Consultation for new tax too short

SMSF Association $3 million earnings tax draft bill consultation period

The SMSF Association has expressed its angst over the inadequate consultation period, as well as lack of important details, regarding the draft bill legislating the $3 million soft cap.

The SMSF Association has used its latest submission to the government regarding the proposed $3 million soft cap to protest against the brevity of the consultation process associated with the exposure draft legislation covering this measure.

“We would like to express our concerns on the short consultation period afforded to this exposure draft legislation. The changes proposed are significant, complex and in need of careful, detailed review,” SMSF Association chief executive Peter Burgess noted.

Further, Burgess noted all of the information required for a proper assessment of the Treasury Laws Amendment (Better Targeted Superannuation Concessions) Bill 2023 has not been provided.

“Elements of the proposed measures are heavily reliant upon regulations. Those regulations have not been made available as part of this consultation.
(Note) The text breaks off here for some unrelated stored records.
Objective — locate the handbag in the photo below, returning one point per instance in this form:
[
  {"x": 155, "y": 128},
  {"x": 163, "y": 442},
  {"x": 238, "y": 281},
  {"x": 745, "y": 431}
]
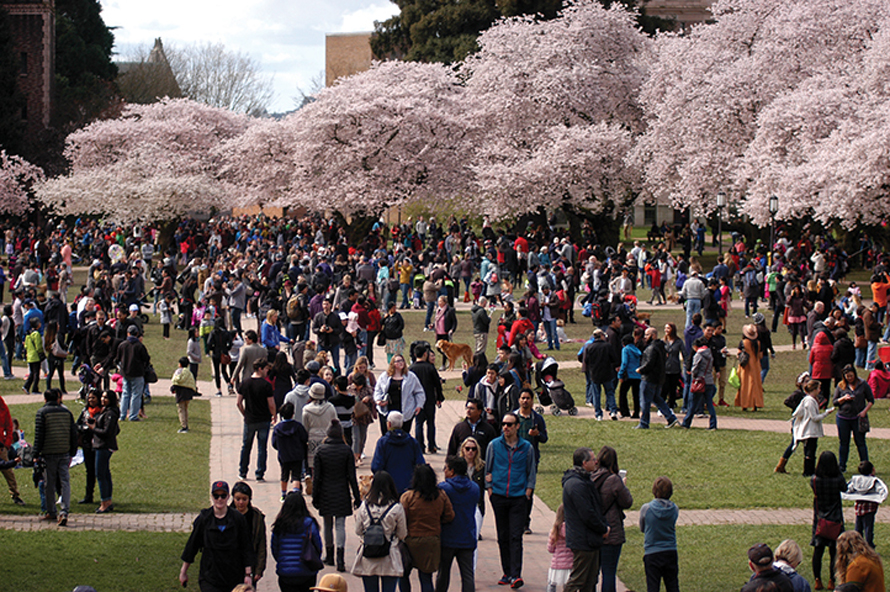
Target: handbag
[
  {"x": 734, "y": 380},
  {"x": 864, "y": 425},
  {"x": 829, "y": 529},
  {"x": 311, "y": 557}
]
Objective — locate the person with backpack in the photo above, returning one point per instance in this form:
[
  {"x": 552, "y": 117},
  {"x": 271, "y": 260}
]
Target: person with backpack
[{"x": 380, "y": 522}]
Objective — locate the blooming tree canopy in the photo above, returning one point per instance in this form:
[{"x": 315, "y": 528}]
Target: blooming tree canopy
[
  {"x": 376, "y": 139},
  {"x": 16, "y": 177},
  {"x": 763, "y": 65},
  {"x": 153, "y": 163},
  {"x": 554, "y": 105}
]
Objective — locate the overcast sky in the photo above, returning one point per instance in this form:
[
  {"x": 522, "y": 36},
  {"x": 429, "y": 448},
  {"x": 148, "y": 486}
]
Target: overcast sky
[{"x": 285, "y": 36}]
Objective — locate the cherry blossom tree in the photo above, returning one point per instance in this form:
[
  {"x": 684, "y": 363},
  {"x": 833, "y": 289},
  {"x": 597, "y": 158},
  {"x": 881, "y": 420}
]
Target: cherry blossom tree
[
  {"x": 554, "y": 105},
  {"x": 383, "y": 137},
  {"x": 16, "y": 178},
  {"x": 154, "y": 163},
  {"x": 762, "y": 64}
]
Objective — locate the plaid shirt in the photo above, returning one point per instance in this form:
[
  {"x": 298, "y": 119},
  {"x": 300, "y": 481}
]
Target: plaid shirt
[{"x": 863, "y": 507}]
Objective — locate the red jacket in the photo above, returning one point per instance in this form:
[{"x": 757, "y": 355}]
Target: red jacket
[{"x": 820, "y": 357}]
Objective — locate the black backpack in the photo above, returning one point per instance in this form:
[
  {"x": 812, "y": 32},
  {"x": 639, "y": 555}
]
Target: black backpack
[{"x": 375, "y": 542}]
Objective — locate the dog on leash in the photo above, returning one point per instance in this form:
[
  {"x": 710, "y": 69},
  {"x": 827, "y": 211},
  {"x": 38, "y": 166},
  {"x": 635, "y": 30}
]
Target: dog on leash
[{"x": 455, "y": 351}]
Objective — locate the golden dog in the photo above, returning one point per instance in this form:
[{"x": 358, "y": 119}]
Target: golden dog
[{"x": 454, "y": 351}]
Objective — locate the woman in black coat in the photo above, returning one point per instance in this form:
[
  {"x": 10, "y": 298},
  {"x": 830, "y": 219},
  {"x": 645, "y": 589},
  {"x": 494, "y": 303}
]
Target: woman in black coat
[{"x": 333, "y": 478}]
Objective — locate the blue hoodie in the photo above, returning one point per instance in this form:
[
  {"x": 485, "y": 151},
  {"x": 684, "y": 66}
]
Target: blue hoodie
[
  {"x": 460, "y": 533},
  {"x": 658, "y": 521}
]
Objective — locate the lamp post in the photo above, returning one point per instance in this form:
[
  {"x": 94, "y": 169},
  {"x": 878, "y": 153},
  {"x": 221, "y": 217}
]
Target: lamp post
[
  {"x": 773, "y": 210},
  {"x": 721, "y": 203}
]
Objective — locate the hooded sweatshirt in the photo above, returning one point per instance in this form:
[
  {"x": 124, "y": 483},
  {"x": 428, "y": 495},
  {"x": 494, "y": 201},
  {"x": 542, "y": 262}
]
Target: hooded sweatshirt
[{"x": 658, "y": 521}]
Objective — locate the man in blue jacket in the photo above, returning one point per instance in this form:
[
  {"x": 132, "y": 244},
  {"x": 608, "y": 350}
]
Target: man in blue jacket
[
  {"x": 459, "y": 536},
  {"x": 397, "y": 453},
  {"x": 510, "y": 474}
]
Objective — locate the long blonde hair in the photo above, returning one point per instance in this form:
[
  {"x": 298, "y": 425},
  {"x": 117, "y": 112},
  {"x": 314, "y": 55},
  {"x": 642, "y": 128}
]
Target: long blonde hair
[
  {"x": 851, "y": 545},
  {"x": 556, "y": 530},
  {"x": 478, "y": 464}
]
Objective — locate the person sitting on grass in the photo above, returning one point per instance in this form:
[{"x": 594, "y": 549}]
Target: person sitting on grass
[{"x": 184, "y": 388}]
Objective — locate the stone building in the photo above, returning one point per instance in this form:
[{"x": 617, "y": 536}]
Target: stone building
[{"x": 33, "y": 27}]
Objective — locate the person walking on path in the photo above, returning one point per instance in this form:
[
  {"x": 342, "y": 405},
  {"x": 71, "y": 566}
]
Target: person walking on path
[
  {"x": 652, "y": 363},
  {"x": 510, "y": 477},
  {"x": 459, "y": 537},
  {"x": 333, "y": 480},
  {"x": 133, "y": 359},
  {"x": 828, "y": 516},
  {"x": 853, "y": 398},
  {"x": 55, "y": 440},
  {"x": 256, "y": 403},
  {"x": 586, "y": 526}
]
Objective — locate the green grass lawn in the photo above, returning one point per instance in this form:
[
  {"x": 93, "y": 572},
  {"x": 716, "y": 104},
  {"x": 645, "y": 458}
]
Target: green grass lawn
[
  {"x": 722, "y": 469},
  {"x": 154, "y": 470},
  {"x": 108, "y": 561}
]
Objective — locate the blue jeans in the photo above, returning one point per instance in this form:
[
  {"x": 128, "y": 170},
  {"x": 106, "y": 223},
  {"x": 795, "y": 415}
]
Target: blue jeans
[
  {"x": 593, "y": 396},
  {"x": 693, "y": 305},
  {"x": 103, "y": 473},
  {"x": 552, "y": 335},
  {"x": 845, "y": 427},
  {"x": 131, "y": 398},
  {"x": 707, "y": 399},
  {"x": 261, "y": 430},
  {"x": 609, "y": 556},
  {"x": 406, "y": 289},
  {"x": 372, "y": 583},
  {"x": 865, "y": 525},
  {"x": 651, "y": 393},
  {"x": 871, "y": 354}
]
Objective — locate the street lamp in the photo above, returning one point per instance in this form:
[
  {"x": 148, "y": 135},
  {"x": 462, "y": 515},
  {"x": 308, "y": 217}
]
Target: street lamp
[
  {"x": 721, "y": 203},
  {"x": 773, "y": 210}
]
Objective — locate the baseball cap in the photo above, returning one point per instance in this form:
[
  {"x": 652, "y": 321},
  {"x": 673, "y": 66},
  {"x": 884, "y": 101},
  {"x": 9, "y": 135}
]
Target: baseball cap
[{"x": 760, "y": 554}]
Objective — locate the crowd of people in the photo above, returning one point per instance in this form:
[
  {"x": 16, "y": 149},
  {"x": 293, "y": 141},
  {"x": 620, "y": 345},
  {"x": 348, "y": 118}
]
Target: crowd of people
[{"x": 303, "y": 374}]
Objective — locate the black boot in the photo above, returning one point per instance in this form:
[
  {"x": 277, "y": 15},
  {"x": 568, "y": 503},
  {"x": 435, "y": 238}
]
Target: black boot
[{"x": 341, "y": 560}]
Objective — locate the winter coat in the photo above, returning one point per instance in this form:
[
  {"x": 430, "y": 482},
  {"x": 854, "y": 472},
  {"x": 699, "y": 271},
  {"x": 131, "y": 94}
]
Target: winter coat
[
  {"x": 397, "y": 453},
  {"x": 615, "y": 498},
  {"x": 288, "y": 550},
  {"x": 333, "y": 478},
  {"x": 317, "y": 419},
  {"x": 460, "y": 533},
  {"x": 585, "y": 522},
  {"x": 395, "y": 526},
  {"x": 820, "y": 357}
]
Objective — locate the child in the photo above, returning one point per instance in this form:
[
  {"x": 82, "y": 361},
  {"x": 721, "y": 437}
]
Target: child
[
  {"x": 344, "y": 403},
  {"x": 561, "y": 562},
  {"x": 33, "y": 355},
  {"x": 291, "y": 440},
  {"x": 808, "y": 425},
  {"x": 193, "y": 351},
  {"x": 184, "y": 388},
  {"x": 869, "y": 492},
  {"x": 658, "y": 521},
  {"x": 165, "y": 307}
]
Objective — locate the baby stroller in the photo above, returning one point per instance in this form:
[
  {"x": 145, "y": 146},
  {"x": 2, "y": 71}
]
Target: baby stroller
[
  {"x": 89, "y": 380},
  {"x": 552, "y": 391}
]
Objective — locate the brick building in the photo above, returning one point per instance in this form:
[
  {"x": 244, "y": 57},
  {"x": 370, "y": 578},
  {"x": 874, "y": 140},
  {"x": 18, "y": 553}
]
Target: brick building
[{"x": 33, "y": 28}]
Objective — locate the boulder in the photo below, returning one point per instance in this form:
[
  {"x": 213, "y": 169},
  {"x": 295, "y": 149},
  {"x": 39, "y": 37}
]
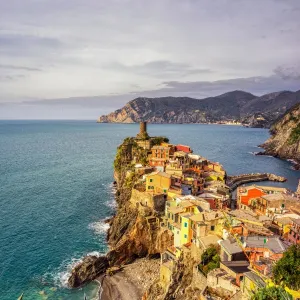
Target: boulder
[{"x": 87, "y": 270}]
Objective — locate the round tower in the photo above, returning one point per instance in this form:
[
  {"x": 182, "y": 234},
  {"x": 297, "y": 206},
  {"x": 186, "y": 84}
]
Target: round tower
[
  {"x": 143, "y": 128},
  {"x": 143, "y": 134}
]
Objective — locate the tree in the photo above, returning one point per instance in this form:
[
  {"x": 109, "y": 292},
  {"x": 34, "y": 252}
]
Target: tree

This affects our ability to properly consider all aspects of these proposed measures,” he pointed out.

In general, the industry body criticised the proposed $3 million soft cap, suggesting it would add complexity to an already complex retirement savings system and result in an increase in the red tape and costs involved, as well as lead to certain unintended consequences.

It also communicated its worries as to how the $3 million threshold for the tax was arrived at seeing the original discussions had been about addressing total superannuation balances in excess of $50 million and $100 million.

“Despite the original stated objective of this policy, being the targeting of those with substantial wealth inside superannuation, we note that the proposed threshold has been struck at a considerably lower level,” Burgess said.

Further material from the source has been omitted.